GP Deputy Chair Selçuk Özdağ, who was elected from Muğla province under the CHP list, said Wednesday at Parliament in Ankara: "We, with 10 of our deputies, have submitted our resignation petitions to the CHP. We have also given them to the Grand National Assembly of Türkiye. We will take the oath with our own party at the swearing-in ceremony."

He said that his party had to prepare for local elections next year.

Mehmet Emin Ekmen, deputy chair of the DEVA and CHP’s Mersin lawmaker, similarly said: "There is no need to resign. The Election Law allows entering the CHP lists with the DEVA Party identity. We have never left the DEVA Party."

He elaborated the process is not a resignation but a procedure.

The smaller partners of the CHP-led six-party opposition coalition managed to get almost 40 lawmakers by entering the parliamentary elections under CHP lists.

The DEVA Party, which entered the elections from the CHP lists, won 15, the GP and Felicity Party (SP) 10 each, and the Democrat Party three deputies. In other words, after the opening of Parliament, 38 deputies will return to their parties from the CHP from which they were elected.

Thereby, the number of CHP lawmakers decreased to 129 this year from 169 in 2018.

Türkiye went to the polls on Sunday for a presidential runoff election after no candidate secured over 50% of the vote needed for an outright victory in the first round on May 14.

President Recep Tayyip Erdoğan won with over 52% of the vote, while opposition candidate Kemal Kılıçdaroğlu received over 47%.

Erdoğan's ruling Justice and Development Party (AK Party) and its allies have a majority, with 323 of the 600 seats in Parliament.

Some 360 seats would be needed to call a referendum and 400 to make constitutional changes. The president can still pass some legislative changes by presidential decree, though, under his powers as executive president since 2018.

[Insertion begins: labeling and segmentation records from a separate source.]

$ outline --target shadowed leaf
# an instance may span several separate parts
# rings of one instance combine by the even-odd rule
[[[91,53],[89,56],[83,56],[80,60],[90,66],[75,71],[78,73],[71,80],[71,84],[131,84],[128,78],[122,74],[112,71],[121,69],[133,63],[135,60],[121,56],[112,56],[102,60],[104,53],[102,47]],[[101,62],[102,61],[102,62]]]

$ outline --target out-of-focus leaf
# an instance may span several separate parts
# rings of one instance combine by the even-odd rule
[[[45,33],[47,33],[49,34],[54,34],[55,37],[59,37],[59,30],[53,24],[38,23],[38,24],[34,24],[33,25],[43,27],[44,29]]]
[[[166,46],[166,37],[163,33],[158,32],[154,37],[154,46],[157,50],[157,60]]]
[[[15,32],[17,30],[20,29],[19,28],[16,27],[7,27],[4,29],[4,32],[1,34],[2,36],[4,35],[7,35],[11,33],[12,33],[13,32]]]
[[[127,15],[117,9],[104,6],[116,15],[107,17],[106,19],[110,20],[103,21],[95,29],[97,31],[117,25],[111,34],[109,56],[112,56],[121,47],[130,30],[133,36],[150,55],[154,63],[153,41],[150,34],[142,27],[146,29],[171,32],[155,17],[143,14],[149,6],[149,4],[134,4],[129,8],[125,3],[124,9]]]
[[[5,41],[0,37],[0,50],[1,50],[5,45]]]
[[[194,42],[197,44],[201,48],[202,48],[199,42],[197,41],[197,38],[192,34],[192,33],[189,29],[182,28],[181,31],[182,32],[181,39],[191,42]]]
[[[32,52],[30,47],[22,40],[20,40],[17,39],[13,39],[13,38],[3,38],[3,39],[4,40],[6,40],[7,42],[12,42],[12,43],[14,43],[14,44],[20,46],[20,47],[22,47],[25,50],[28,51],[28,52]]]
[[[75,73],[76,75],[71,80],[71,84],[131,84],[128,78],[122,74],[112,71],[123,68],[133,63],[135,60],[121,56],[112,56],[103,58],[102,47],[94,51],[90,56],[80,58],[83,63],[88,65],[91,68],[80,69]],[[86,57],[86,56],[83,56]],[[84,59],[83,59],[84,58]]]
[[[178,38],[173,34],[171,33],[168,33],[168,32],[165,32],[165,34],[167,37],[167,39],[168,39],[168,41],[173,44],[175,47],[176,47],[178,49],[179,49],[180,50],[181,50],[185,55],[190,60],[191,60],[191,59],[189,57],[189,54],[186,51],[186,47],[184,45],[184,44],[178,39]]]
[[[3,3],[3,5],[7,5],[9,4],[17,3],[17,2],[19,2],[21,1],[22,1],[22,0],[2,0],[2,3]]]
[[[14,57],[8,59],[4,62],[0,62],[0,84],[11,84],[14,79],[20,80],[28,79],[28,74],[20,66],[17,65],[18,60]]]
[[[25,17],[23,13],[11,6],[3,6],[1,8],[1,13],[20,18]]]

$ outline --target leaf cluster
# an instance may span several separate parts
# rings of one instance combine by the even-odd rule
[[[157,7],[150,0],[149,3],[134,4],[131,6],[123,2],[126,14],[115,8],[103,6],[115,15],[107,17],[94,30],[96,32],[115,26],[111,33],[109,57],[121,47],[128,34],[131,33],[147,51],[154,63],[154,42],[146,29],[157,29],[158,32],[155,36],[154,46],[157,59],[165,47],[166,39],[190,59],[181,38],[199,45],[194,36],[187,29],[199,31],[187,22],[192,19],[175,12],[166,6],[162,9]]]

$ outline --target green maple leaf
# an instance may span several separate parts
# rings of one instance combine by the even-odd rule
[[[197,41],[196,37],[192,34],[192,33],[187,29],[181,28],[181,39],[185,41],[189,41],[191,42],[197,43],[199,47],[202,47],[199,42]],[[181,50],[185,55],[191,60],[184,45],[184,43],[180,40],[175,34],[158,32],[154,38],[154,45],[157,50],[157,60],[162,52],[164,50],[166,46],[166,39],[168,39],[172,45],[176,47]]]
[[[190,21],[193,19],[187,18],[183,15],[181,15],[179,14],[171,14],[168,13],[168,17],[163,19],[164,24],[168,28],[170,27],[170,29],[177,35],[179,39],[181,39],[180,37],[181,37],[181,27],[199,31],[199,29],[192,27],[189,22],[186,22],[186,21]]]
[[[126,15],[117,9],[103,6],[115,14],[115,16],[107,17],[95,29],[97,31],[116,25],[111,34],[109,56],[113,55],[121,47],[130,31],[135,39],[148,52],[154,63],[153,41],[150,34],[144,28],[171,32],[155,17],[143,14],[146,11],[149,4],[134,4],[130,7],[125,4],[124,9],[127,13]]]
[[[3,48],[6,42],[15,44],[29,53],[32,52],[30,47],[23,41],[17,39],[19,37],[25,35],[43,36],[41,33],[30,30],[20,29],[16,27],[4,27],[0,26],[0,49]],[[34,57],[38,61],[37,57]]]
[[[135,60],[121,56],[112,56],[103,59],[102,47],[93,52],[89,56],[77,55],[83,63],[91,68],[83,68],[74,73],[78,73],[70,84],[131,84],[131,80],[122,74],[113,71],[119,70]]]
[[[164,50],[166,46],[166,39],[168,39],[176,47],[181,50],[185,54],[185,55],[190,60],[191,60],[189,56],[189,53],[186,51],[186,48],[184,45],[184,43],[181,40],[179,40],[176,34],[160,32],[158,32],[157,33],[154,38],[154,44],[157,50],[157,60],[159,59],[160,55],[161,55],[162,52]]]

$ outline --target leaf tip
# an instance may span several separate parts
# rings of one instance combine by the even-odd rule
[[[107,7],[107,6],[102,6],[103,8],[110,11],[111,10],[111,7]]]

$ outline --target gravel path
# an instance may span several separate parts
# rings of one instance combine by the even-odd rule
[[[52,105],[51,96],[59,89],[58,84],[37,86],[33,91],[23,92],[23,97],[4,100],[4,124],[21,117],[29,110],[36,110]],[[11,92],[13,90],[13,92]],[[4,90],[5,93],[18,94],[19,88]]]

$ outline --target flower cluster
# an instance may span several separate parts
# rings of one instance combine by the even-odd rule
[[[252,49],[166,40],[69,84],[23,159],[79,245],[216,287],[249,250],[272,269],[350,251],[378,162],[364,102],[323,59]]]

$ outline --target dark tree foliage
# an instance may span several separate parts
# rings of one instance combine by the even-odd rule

The AK Party has the most seats with 268. The Nationalist Movement Party (MHP) won 50 seats, while the New Welfare Party (YRP) has five.

The second largest opposition party after the CHP the pro-PKK Peoples' Democratic Party (HDP), which ran under the sister Green Left Party (YSP) because of a legal case, lost six seats and has now 61 in the new Parliament.

The new lawmakers are expected to be sworn in on Friday. A new Cabinet has not yet been appointed.